I was always worried that my husband never had an outlet to vent his frustrations or sadness during our struggle with infertility. I can count on one hand the times he fully opened up to me about his grief. They were extremely painful for him to experience and so I could see how he kept his feelings bottled up inside and tossed way in the back of a closet. But still, I always wished he would at least write it down like I did on my beloved outlet, The Cobbled Road, to draw the poison from the body onto paper or screen. Occasionally, I'd have him read my words and he would feel regret for never being able to fully express his feelings, but nothing ever came of it.
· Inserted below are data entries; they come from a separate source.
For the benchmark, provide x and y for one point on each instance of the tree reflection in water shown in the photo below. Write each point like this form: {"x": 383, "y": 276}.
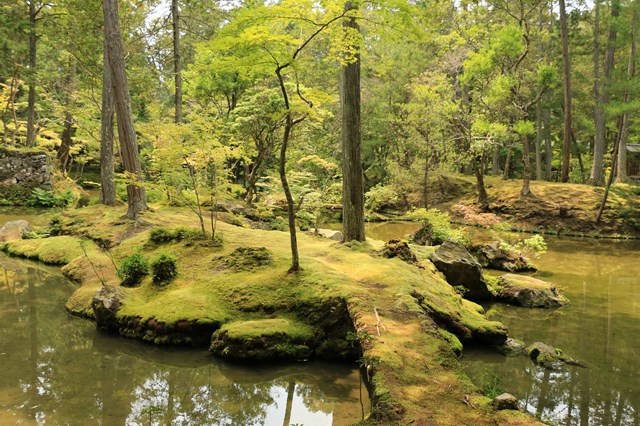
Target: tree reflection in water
{"x": 59, "y": 369}
{"x": 600, "y": 326}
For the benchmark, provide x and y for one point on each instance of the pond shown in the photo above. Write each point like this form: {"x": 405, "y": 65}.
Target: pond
{"x": 600, "y": 326}
{"x": 58, "y": 369}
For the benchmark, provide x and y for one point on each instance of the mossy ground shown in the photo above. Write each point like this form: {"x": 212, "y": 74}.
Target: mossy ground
{"x": 560, "y": 208}
{"x": 389, "y": 305}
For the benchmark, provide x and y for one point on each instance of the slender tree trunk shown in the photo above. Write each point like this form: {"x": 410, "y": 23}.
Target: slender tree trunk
{"x": 128, "y": 144}
{"x": 526, "y": 185}
{"x": 507, "y": 163}
{"x": 548, "y": 148}
{"x": 478, "y": 170}
{"x": 538, "y": 141}
{"x": 107, "y": 170}
{"x": 624, "y": 131}
{"x": 352, "y": 175}
{"x": 31, "y": 103}
{"x": 291, "y": 213}
{"x": 495, "y": 161}
{"x": 177, "y": 64}
{"x": 601, "y": 91}
{"x": 64, "y": 151}
{"x": 566, "y": 71}
{"x": 425, "y": 190}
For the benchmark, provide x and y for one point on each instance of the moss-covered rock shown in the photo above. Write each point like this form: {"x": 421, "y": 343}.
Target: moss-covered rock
{"x": 529, "y": 292}
{"x": 274, "y": 339}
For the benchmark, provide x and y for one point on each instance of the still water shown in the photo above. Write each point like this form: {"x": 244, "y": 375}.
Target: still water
{"x": 600, "y": 326}
{"x": 57, "y": 369}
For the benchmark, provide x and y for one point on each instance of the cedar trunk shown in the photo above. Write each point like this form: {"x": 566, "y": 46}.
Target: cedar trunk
{"x": 177, "y": 65}
{"x": 31, "y": 102}
{"x": 107, "y": 172}
{"x": 136, "y": 196}
{"x": 353, "y": 181}
{"x": 566, "y": 72}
This Thanksgiving, he finally wrote something and actually shared it with our families after dinner. It was so therapeudic for him to get a few thoughts down on paper and it was so well written that I asked him if he minded sharing his beautiful words on The Shaded Acorn.
From Ryan, November 22, 2012:
I do not have an outlet like a blog nor have I had any baby showers to say thank you to family and friends (thank God), but I would like to get a couple things off my chest about the last few years.
There is a cliche that it is better to have loved and lost than not to have loved at all. If I had to summarize all of the heartache and failure in a few words it would be to say that I was fearful that I would never get a chance to love a child with my wife. It has always been a given that I am the luckiest person on the planet to have found Kensley. I always knew I was fortunate to have the kind of relationship we have, but everything had been so easy for us that I really struggled to deal with our infertility. From my surgeries to her surgeries to my injections to her injections, and all of the failures in between, I know that the worst of everything is behind us. Looking back now, I would not trade that experience for anything because it has set me free to be fearless as I try to inspire Nina to be the type of person she wants to become (and it better fit with my expectations or we are going to have issues).
I have not felt thankful for much of anything over the last three Thanksgivings, but today I want to thank anyone in here who threw up a prayer for us as we went through this journey. I am grateful for your support to gain God’s blessing so I can have my chance to love a child with my wife. Amen.
I am so thankful for Ryan, for his tender heart, and love for this little girl we are about to bring into this world. I am proud to call him my partner in life. These last 15 years with him has been a crazy journey down a cobbled road, filled with beautiful scenery and unexpected roadblocks, stormy nights and and sun-kissed days. I will not say it has been a perfect journey, far from it actually. But perhaps its those imperfections, those unexpected roadblocks that are the "ties that bind, though they are barbed and spined, hold us close forever" (Joanna Newsom). And the love and respect we've found in the depths of Hell has strengthened us to a titanium bond that I can only hope will grow mightier with time.